I think, an ideal solution is to limit the number of reclaimed pages by
low limit excess value. This allows to discard my scaling code, but save
the strict semantics of low limit under memory pressure. The main problem
here is how to balance scanning pressure between cgroups and LRUs.

Maybe, we should calculate the number of pages to scan in a LRU based on
the low limit excess value instead of number of pages...

> > In my experience, low limits also require some changes in memcg page accounting
> > policy. For instance, an application in protected cgroup should have a guarantee
> > that it's filecache belongs to it's cgroup and is protected by low limit
> > therefore.
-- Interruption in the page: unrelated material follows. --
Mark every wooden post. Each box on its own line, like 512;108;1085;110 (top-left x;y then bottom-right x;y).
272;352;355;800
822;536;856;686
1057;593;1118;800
If the filecache was created by another application in other cgroup,
> > it can be not so. I've solved this problem by implementing optional page
> > reaccouting on pagefaults and read/writes.
>
> Memory sharing is a separate issue and we should discuss that
> separately.
>
> > I can prepare my current version of patchset, if someone is interested.
>
> Sure, having something to compare with is always valuable.

----
Subject: [PATCH] memcg: low limits for memory cgroups

Low limits for memory cgroup can be used to limit memory pressure on it.
If memory usage of a cgroup is under it's low limit, it will not be
affected by global reclaim. If it reaches it's low limit from above,
the reclaiming speed will be dropped exponentially.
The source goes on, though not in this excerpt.